God is Everything or He is nothing
I have found that when the big I AM comes back, I can no longer carry the message effectively or practice these principles in all my affairs. My selfish-self-centeredness comes back, and I try to protect myself by becoming dishonest and not accepting the truth of what is going on in a situation. If I do that long enough and don’t share with my sponsors and other alcoholics in the program, I begin to not know the “truth from the false” again.
While carrying the message is most satisfying and joyful if people “get it”, it is the most heart-breaking when someone you care about can’t stay sober. In my case, the person I cared about deeply picked up again and died. I once believed that if “they want it, nothing will stop them and if they don’t want it, nothing will help them.” I have seen the suffering of those who loved Alcoholics Anonymous but, for whatever reason, have not be able to stay sober and have paid the ultimate price.

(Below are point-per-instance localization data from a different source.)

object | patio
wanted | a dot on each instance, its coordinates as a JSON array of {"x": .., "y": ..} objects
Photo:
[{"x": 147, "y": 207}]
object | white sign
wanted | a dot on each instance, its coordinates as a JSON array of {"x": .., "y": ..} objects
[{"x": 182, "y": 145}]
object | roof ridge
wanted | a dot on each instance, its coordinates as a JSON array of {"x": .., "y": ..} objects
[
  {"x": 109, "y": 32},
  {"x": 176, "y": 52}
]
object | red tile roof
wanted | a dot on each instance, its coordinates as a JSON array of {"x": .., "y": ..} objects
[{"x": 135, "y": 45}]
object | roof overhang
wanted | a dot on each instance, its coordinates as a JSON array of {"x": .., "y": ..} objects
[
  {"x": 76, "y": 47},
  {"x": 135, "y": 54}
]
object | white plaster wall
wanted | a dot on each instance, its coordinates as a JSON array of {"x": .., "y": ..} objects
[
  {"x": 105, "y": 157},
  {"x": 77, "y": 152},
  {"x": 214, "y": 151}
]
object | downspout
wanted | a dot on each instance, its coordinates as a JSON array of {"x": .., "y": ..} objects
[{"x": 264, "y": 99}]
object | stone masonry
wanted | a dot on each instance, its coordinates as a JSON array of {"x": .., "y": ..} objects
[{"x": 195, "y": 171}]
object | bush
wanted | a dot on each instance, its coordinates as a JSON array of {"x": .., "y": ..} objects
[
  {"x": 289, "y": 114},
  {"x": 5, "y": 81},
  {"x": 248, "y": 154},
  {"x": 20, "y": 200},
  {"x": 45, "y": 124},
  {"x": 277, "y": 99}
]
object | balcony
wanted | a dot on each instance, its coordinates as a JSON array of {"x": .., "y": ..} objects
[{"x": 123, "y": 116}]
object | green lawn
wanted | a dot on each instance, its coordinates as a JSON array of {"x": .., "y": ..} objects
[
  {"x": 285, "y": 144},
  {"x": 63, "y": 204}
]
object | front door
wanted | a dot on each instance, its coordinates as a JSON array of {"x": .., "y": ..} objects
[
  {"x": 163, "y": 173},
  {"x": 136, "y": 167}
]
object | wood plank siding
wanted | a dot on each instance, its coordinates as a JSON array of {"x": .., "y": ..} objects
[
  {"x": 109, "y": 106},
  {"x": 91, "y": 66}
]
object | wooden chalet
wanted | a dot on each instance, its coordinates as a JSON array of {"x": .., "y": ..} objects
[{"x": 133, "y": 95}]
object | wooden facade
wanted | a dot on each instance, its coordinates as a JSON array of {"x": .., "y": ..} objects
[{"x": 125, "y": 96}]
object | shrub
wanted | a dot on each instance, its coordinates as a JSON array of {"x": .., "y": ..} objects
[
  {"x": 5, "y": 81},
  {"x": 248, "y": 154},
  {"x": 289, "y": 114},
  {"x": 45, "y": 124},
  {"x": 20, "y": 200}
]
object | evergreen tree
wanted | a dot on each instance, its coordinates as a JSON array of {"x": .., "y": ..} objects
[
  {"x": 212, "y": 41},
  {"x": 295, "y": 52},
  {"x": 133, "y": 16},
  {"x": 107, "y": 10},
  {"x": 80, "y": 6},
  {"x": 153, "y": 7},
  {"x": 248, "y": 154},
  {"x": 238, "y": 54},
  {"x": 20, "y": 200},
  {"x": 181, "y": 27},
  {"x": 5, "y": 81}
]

This is where I have to ask myself what does it really mean to have a spiritual awakening and lead a sober and principles life? Page 77 of the Big Book tells me “our real purpose is to fit ourselves to be of maximum service to God and the people about us.” In order to be of maximum service, I always have to make my God bigger, and myself smaller. “We had to fearlessly face the proposition that either God is everything or else He is nothing. God either is, or He isn’t. What was our choice to be?” The Twelfth Step gives me the choice to answer that question with, “He is.”